Just a few years ago, the prize purse and Kona points were much smaller than they are today for the U.S. Professional 70.3 Championship at St. George, Utah. But this time around, the $75,000 prize purse and the 1,500 Ironman qualifying points have attracted a pro field deep in quality and quantity.
For starters, there are two Olympic medalists, nine ITU World Championship medal winners, eight Ironman 70.3 world championship podium placers, three Ironman World Championship medalists and two XTERRA World Champions in this star studded field.
Canadian Brent McMahon will be defending his men’s overall victory and American Kevin Collington will be trying to repeat his U.S. Pro 70.3 title ideally on the top podium spot, but they both will face formidable opposition.

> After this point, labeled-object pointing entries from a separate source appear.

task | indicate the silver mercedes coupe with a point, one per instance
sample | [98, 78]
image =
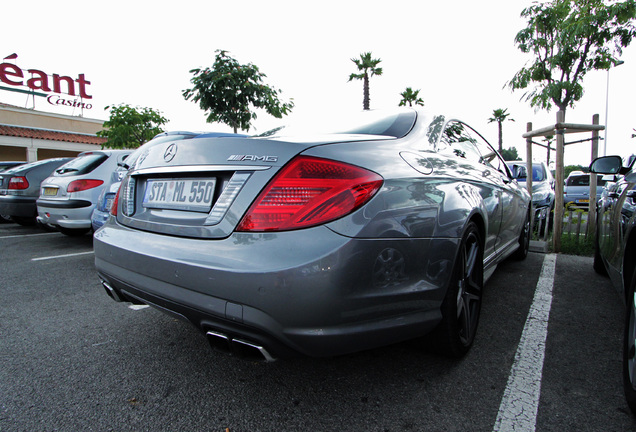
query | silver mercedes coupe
[321, 240]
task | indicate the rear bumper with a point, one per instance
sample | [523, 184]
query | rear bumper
[19, 206]
[311, 292]
[72, 214]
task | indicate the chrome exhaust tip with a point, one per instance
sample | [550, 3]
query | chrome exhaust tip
[251, 351]
[219, 342]
[111, 292]
[238, 347]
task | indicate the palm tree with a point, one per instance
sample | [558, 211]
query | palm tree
[499, 115]
[411, 97]
[367, 67]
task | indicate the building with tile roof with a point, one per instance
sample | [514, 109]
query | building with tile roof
[29, 135]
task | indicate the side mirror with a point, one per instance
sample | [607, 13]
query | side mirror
[519, 171]
[607, 165]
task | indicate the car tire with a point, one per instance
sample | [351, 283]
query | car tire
[74, 232]
[524, 241]
[629, 348]
[462, 305]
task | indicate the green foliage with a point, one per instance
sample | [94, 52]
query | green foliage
[367, 67]
[568, 39]
[129, 127]
[411, 97]
[229, 92]
[500, 115]
[509, 154]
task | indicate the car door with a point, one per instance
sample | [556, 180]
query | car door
[460, 142]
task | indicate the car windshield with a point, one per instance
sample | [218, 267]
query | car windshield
[81, 165]
[395, 124]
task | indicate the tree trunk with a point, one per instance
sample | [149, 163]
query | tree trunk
[367, 100]
[500, 136]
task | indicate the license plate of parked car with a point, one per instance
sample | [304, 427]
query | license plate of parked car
[180, 194]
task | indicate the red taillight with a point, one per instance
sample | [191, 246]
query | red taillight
[113, 207]
[308, 192]
[80, 185]
[18, 183]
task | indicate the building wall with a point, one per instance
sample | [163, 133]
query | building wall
[29, 149]
[17, 116]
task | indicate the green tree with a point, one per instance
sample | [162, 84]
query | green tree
[411, 97]
[230, 92]
[509, 154]
[568, 39]
[500, 115]
[367, 68]
[129, 127]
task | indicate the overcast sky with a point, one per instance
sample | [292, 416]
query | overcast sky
[459, 53]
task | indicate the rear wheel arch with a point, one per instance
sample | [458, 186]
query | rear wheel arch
[629, 262]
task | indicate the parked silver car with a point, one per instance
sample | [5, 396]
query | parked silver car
[542, 186]
[68, 197]
[320, 243]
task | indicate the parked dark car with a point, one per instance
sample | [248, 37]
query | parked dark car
[20, 188]
[318, 242]
[615, 254]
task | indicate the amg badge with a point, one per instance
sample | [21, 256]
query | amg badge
[253, 158]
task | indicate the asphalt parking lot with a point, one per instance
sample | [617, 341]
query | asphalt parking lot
[74, 360]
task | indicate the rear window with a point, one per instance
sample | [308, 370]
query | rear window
[394, 123]
[28, 166]
[81, 165]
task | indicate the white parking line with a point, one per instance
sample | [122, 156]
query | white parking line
[61, 256]
[520, 402]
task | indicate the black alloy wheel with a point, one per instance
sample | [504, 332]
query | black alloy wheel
[462, 305]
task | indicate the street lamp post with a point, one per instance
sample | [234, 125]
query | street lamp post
[618, 63]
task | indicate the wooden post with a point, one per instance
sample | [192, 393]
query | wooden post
[591, 216]
[558, 189]
[529, 174]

Currently red-hot men’s contenders include 2008 Olympic gold medalist Jan Frodeno, who won Ironman 70.3 races at South Africa and Oceanside earlier this season; 2006 ITU World Champion Tim Don, who also won Ironman 70.3 races at Monterrey and Brasilia this year; 2013 Ironman 70.3 and ITU long distance silver medalist and 2008 Ironman 70.3 World Champion Terenzo Bozzone; 2012 and 2013 Ironman 70.3 World Champion Sebastian Kienle, who recently scored 3rd at Oceanside 70.3; 2007 Ironman 70.3 World Champion and recent Oceanside 70.3 runner-up Andy Potts; 3rd-place Ironman 70.3 World Championship finisher and 2013 three-time Ironman 70.3 winner Joe Gambles; recent Ironman 70.3 South Africa winner and 4th place Kona performer James Cunnama; and recent Ironman 70.3 Panama runner-up and ITU short course stalwart Matt Chrabot.

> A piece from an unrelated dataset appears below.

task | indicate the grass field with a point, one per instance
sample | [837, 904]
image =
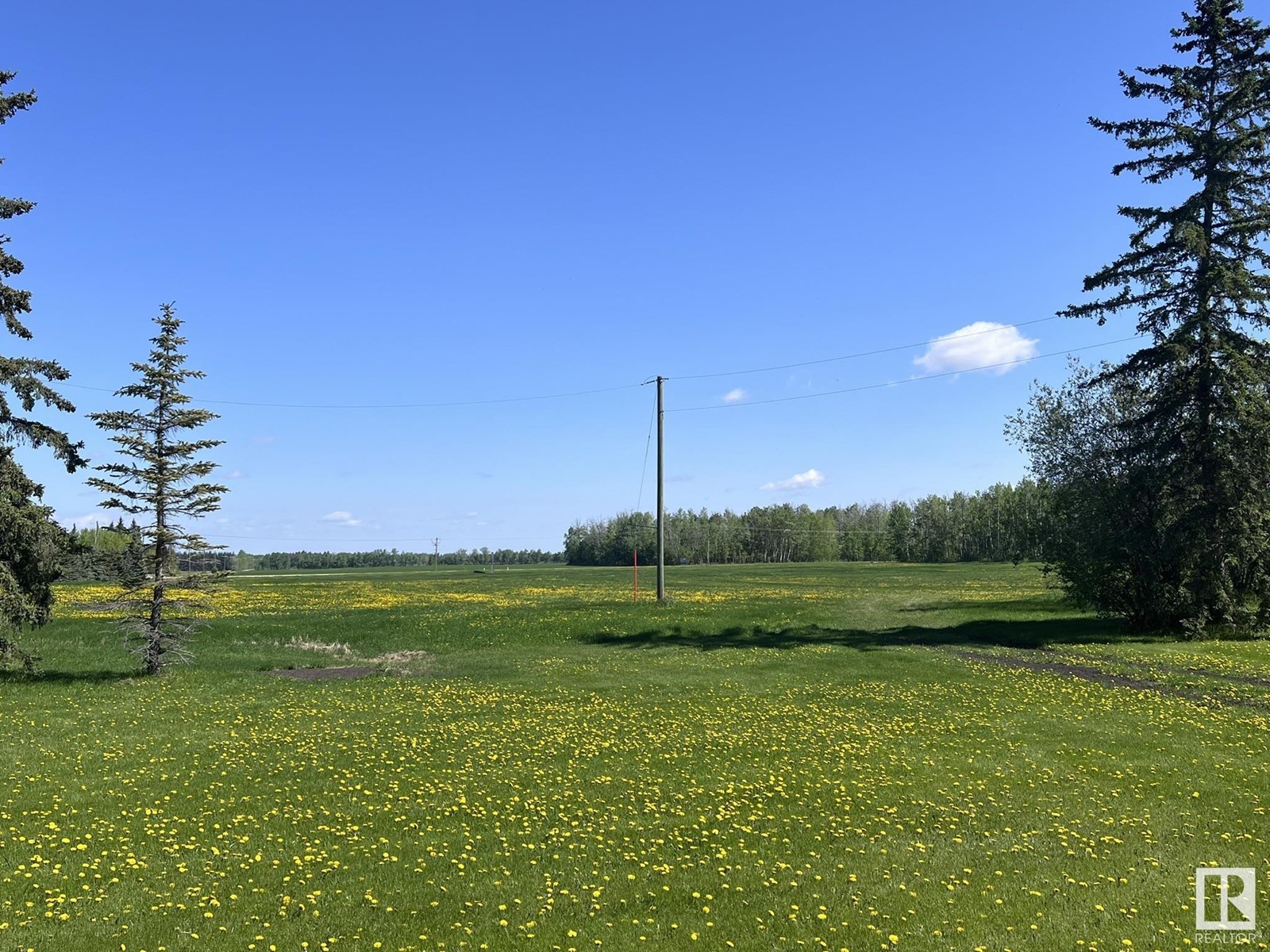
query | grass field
[863, 757]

World class contenders hoping to come back to form include Marino Vanhoenacker, who had to sit out last year with injury and has made a mild return to competition with a 6th place at Ironman Melbourne in 2014; and two-time Olympic medalist Bevan Docherty, who made a big long course splash with a record-setting win at Ironman New Zealand in 2013 and had a podium at the Ironman 70.3 World Championships a few years ago.
There are plenty of other renowned triathletes ready to attack, including Jordan Rapp, Paul Matthews, Maik Twelsiek, Timo Bracht, Trevor Wurtele, Matt Reed, Tim Reed and a more seasoned version of cycling prodigy Andrew Yoder.
The women are led by 2014 Ironman 70.3 Panama winner and race record holder Angela Naeth; Canadian Heather Wurtele, who decisively defeated top fields at Ironman 70.3 races in Monterrey and Oceanside and won 70.3s last year in Panama and Calgary; Meredith Kessler, who placed a solid 3rd at Oceanside 70.3 a few weeks after smashing the race record at Ironman New Zealand; Jodie Swallow, the 2010 Ironman 70.3 World Champion and 2009 ITU long course World Champion who dominated Ironman 70.3 South Africa and took 4th at Abu Dhabi this year.
Long time stars not yet back to form will include former Ironman 70.3 World Champion and Ironman World Championship 3rd place finisher Julie Dibens, who led Ironman 70.3 California before fading to 4th in her first serious race back in two years; 8-time Ironman winner Mary Beth Ellis, who finished 2nd at Ironman Melbourne and took 7th at Ironman 70.3 Panama; Rebekah Keat, who DNF’d Kona but then finished off 2013 with three straight Ironman 70.3 wins.
It would have been intriguing to see Sarah Haskins, who has won all of her first four races back after the birth of her daughter Caroline, attacking her first Ironman 70.3 race, but Haskins announced that she won't race after all.
St. Croix and Wildflower
The St. Croix 70.3 pro fields are not as deep as St. George, but full of quality. Chasing defending men’s champion Richie Cunningham will be triathlon stars Brad Kahlefeldt, Timothy O’Donnell, Greg Bennett, Ruedi Wild, Josh Amberger and Ben Collins. Defending women’s winner Catriona Morrison will have to push hard to outpace current Ironman World Champion and former Ironman 70.3 World Champion Mirinda Carfrae, Czech Republic Olympian Radka Vodickova, four-time ITU Olympic distance World Championship medalist Laura Bennett, and 2012 Ironman and Ironman 70.3 World Champion Leanda Cave, back on the comeback trail after a year lost to injuries.
Last but not least in history, the 32nd Wildflower long course has a strong men’s field trying to deny defending champ Jessie Thomas a rare four-peat. If he is to continue the string he began in 2011, Thomas must fend off decorated challengers like Luke McKenzie, Leon Griffin, Andrew Starykowicz, Matt Russell, Paul Ambrose and Matt Lieto. On the other hand, two-time defending champion Heather Jackson, who recently scored a 2nd place finish at Oceanside 70.3, is a big favorite to score an historic women’s three-peat.